I have been lurking on this community for a while now and have really enjoyed the informational and instructional posts but a topic I don’t see come up very often is scaling and hoarding. Currently, I have a 20TB server which I am rapidly filling and most posts talking about expanding recommend simply buying larger drives and slotting them in to a single machine. This definitely is the easiest way to expand, but seems like it would get you to about 100TB before you cant reasonably do that anymore. So how do you set up 100TB+ networks with multiple servers?

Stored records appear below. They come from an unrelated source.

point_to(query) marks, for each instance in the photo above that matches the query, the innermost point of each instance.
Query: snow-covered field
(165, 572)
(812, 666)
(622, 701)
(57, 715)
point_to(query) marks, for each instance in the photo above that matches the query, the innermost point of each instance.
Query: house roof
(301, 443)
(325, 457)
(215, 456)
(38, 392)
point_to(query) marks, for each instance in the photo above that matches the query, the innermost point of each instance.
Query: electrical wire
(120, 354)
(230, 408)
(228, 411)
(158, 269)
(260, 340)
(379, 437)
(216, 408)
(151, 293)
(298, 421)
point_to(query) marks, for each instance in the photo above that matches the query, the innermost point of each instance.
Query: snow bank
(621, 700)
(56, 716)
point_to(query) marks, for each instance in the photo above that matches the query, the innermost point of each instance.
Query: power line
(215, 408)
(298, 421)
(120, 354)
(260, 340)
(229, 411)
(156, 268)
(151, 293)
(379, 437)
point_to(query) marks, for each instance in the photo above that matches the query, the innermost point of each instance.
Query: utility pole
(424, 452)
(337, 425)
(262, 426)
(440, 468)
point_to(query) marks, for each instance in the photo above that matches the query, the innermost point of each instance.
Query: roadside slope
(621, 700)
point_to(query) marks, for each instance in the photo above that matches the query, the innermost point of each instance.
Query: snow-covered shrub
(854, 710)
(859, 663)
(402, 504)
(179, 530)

My main concern is that currently all my services are dockerized on a single machine running Ubuntu, which works extremely well. It is space efficient with hardlinking and I can still seed back everything. From different posts I’ve read, it seems like as people scale they either give up on hardlinks and then eat up a lot of their storage with copying files or they eventually delete their seeds and just keep the content. Does the Arr suite and Qbit allow dynamically selecting servers based on available space? Or are there other ways to solve these issues with additional tools? How do you guys set up large systems and what recommendations would you make? Any advice is appreciated from hardware to software!

Also, huge shout out to Saik0 from this thread: https://lemmy.dbzer0.com/post/24219297 I learned a ton from his post, but it seemed like the tip of the iceberg!

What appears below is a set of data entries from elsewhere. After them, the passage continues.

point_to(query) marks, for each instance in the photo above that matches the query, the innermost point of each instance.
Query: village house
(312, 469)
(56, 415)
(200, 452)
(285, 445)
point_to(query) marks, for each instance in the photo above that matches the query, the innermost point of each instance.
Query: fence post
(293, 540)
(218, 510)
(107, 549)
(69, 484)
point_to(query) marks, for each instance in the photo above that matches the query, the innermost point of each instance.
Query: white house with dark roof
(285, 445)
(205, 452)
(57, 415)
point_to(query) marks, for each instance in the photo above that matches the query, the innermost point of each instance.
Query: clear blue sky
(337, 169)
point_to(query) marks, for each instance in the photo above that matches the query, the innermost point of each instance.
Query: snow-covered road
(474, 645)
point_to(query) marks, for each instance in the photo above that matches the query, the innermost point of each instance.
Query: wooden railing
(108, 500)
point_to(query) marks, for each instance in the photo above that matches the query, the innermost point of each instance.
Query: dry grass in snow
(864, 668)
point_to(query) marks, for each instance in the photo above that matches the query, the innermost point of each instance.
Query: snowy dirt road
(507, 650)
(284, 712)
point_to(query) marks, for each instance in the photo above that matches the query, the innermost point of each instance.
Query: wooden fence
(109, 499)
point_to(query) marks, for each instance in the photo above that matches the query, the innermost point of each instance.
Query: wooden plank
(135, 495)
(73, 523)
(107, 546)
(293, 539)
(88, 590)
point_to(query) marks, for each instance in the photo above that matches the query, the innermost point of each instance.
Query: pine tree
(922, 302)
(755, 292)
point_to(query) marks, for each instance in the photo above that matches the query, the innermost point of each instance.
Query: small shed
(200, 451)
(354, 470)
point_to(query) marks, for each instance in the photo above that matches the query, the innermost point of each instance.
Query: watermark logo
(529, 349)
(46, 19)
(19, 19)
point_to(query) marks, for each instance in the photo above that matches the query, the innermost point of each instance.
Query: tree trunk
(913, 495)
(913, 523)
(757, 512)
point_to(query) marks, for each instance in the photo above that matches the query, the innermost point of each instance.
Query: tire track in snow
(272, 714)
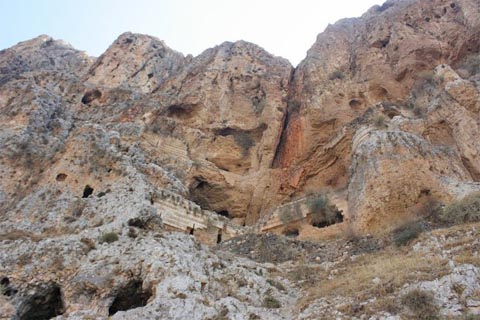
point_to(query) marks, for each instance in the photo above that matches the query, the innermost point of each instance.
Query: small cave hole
(44, 304)
(355, 104)
(91, 95)
(87, 191)
(425, 192)
(325, 220)
(61, 177)
(130, 296)
(224, 213)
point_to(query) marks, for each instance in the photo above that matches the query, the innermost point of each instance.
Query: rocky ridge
(380, 118)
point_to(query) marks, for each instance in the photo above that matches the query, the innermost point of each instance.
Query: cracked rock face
(101, 158)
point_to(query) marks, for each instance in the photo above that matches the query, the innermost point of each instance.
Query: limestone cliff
(381, 116)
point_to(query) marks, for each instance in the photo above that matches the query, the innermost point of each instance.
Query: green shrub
(472, 65)
(108, 237)
(407, 233)
(461, 211)
(427, 76)
(321, 210)
(271, 303)
(421, 303)
(276, 284)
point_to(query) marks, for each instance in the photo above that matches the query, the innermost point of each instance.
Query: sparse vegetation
(336, 75)
(418, 111)
(89, 243)
(427, 76)
(461, 211)
(421, 303)
(407, 233)
(276, 284)
(472, 65)
(108, 237)
(271, 303)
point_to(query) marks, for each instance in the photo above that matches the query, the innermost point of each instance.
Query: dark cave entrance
(327, 219)
(44, 304)
(224, 213)
(61, 177)
(291, 232)
(87, 191)
(130, 296)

  • dipper_retreat@lemmy.dbzer0.comOP
    link
    fedilink
    English
    arrow-up
    4
    ·
    24 hours ago

    Thanks for this fantastic write up, and your other response! I definitely learned a lot just looking up all the terms. Just a couple of questions if you have time.

    For your 16x bay boxes, are you running like old Optiplex or PowerEdge hardware or something else? I ask because these seem to be available in large supplies from surplus sites and Im curious if one is strictly better or easier to work with. Also, I’ve read that you should loosely match TB of storage to GB of RAM. The PowerEdge hardware has tons of DIMMs but old PCs don’t so curious if you’ve had to deal with that since zfs seems so well optimized.

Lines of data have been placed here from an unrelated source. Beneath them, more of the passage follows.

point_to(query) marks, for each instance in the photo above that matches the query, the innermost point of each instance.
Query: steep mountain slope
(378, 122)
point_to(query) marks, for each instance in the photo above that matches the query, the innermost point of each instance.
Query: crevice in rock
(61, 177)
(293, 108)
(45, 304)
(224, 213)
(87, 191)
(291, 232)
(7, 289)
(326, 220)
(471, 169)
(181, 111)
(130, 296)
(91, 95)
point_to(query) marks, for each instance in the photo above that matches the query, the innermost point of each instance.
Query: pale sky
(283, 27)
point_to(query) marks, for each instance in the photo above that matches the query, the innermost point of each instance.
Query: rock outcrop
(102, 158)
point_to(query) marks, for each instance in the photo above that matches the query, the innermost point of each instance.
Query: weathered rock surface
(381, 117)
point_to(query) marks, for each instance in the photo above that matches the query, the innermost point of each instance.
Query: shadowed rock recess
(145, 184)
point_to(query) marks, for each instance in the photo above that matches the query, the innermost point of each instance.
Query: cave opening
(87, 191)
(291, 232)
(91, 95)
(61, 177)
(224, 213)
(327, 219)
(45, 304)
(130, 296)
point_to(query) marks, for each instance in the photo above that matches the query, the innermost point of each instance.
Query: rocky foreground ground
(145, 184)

    For the split categories, ie. 2x for TV you mentioned, do you need to run two instances of Sonarr? Or do you just manually change the path when a single box gets full? Otherwise, how do you keep the two instances in sync?

    Lastly, I’ve done quite a bit of reading on OMV and Proxmox but I don’t actually use them yet. Do you recommend Proxmox with an OMV vm or just OMV baremetal?

    Thanks for taking the time!

    • tenchiken@lemmy.dbzer0.comM
      link
      fedilink
      English
      arrow-up
      2
      ·
      23 hours ago

      For my larger boxes, I only use SuperMicro. Most other vendors do weird shit to their back planes that make them incompatible or charge for licenses for their ipmi/drac/lightsout . Any reputable reseller of server gear will offer SuperMicro.

      The disk to ram ratio is niche, and I’ve almost never run into that outside of large data warehouse or database systems (not what we’re doing here). Most of my machines run nearly idle even serving files several active streams or 3gb/sec data moves on only 16gb RAM. I use CPU being maxed out as a good warning that one of my disks needs checking, since silvering or degraded in ZFS chews CPU.

      That said, hypervisors eat RAM. Whatever machine you might want to perform torrents, transcoding, etc, give that box RAM and either a good supported GPU or a recent Intel quicksync chip.

      For organizing over the arrays, I use raided SSD for the downloads, with the torrent client moving to the destination host for seeding on completion.

      Single instance of radarr and sonarr, instead I update the root folder for “new” content any time I need to point to a new machine. I just have to keep the current new media destination in sync between the Arr and the torrent client for that category.

      The Arr stacks have gotten really good lately with path management, you just need to ensure the mounts available to them are set correct.

      In the event I need to move content between 2x different boxes, I pause the seed and use rsync to duplicate the torrent files. Change path and recheck the torrent. Once that’s good I either nuke and reimport in the Arr, or lately I’ve been doing better naming convention on the hosts so I can use preserving hardlinks. Beware, this is pretty complex route unless you are very comfortable in Linux and rsync!

      I’m using OMV on bare metal personally. My proxmox doesn’t even have OMV, it’s on a mini PC for transcoding. I see no problem running OMV inside proxmox though. My baremetal boxes are dedicated for just NAS duties.

      For what it’s worth, keep tasks as minimal and simple as you can. Complexity where it’s not needed can be pain later. My nas machines are largely identical in base config, with only the machine name and storage pool name different.

      If you don’t need a full hypervisor, I’d skip it. Docker has gotten great in its abilities. The easiest docker box I have was just Ubuntu with DockGE. It keeps it’s configs in a reliable path so easy to backup your configs etc.